В результате чего мистер Капута, теперь уже никогда и не узнающий о настоящих планах мистера Моргана насчёт себя, на всю свою дальнейшую жизнь обязанный сберегшему его жизнь президентскому стулу, не неожиданно оступился, пятясь назад и, с грохотом упав на затылок, тем самым послужил катализатором нового эмоционального взрыва среди гостей. Которые с визгом, битьём посуды и криками: «Убивают!», – все как один, с лицами полными неистовства и паники, повыскакивали со своих мест (что характеризовало их с хорошей стороны – никто не хотел умирать на коленях) и тем самым создали полный безрассудства переполох и столпотворение в банкетном зале. И только один Мистер президент остался хладнокровен, с улыбкой на своём лице глядя в лица всех тех, кого сумел он вспомнить в этом своём воспоминании того знакового вечера, который пришёлся на его день рождение и ещё на какое-то там знаковое мероприятие.
– Тогда с тортом. – Как сейчас помнил Мистер президент, он поставил перед службой протокола это важное условие для соединения в одно эти два знаменательных события. – И всё-таки, подлецы, обманули. – Сокрушался Мистер президент, отлично припоминая, что торта так и не было, а во все эти отговорки, что кто-то в самый последний момент нарушил целостность оболочки торта, и тем самым возникла опасность целенаправленного отравления, он не верит. – Ладно, посмотрим, какие даст результаты внутреннее расследование.

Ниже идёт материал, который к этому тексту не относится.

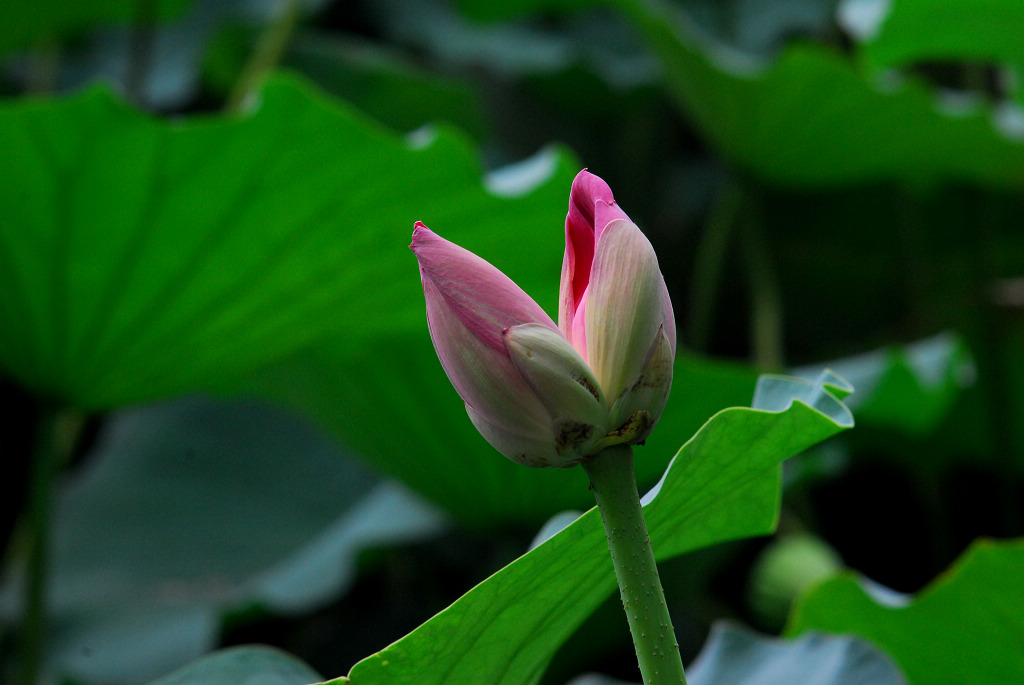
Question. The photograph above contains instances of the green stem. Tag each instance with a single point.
(268, 51)
(633, 558)
(45, 461)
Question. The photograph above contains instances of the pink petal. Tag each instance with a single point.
(580, 241)
(469, 305)
(485, 300)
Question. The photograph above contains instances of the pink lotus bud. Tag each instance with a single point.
(614, 307)
(540, 394)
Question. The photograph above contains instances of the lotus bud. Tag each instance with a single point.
(554, 395)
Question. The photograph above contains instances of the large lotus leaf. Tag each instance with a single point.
(141, 258)
(910, 387)
(192, 511)
(811, 119)
(734, 655)
(895, 34)
(723, 484)
(26, 23)
(737, 656)
(965, 628)
(243, 666)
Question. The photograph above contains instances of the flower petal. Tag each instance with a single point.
(484, 299)
(649, 391)
(558, 375)
(627, 304)
(469, 304)
(580, 242)
(532, 448)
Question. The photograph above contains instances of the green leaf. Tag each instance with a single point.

– Но что же случилось с мистером Морганом? – задался вопросом Мистер президент, вернувшись к своему памятливому наблюдению за мистером Морганом, которого в невменяемом состоянии, скученного доблестными генералами Кленси и Волком, через задний ход вскоре увезли в психиатрическую лечебницу. – Нервный срыв, скорей всего. – По первым следам оставшимся от ножа на президентском стуле, поставил диагноз личный врач президента, доктор Диди.
– Вы в этом уверены? – как всегда ни в чём не уверен, и всех во всём подозревает, генеральный прокурор Снайпс. И, конечно, доктор Диди не столь в этом уверен, даже если у самого Мистера президента от него нет никаких тайн и, в общем, у него есть все самые высшие допуски ко всем государственным тайнам и секретам.
– Ни в чём нельзя до конца быть уверенным. – Даёт туманный ответ доктор Диди, а по мнению сурово на него смотревшего генпрокурора Снайпса, всего лишь решившего увильнуть от прямой ответственности за свои деяния: «Знаю я всех этих докторишек и их деяния, разреши им только заглянуть тебе в рот, то мигом в оборот возьмут, заявив, что с этого момента моя собственная судьба находится в его руках. И если я желаю и дальше жить, то должен во всём его слушаться и всем его рекомендациям следовать. И не успеешь охнуть или хотя бы оглянуться, как ты уже находишься на больничном режиме, с ограниченными по всем статьям возможностями – твой рацион отныне составляют одни лишь таблетки и горькие микстуры, разрешено вздыхать только в самых болезненных случаях, а не тогда когда тебе оказывают услугу, принося новую порцию лекарств, видеться разрешено только с теми, кого бы твои глаза не видели и многое ещё другое, больше кислое, чем сладкое.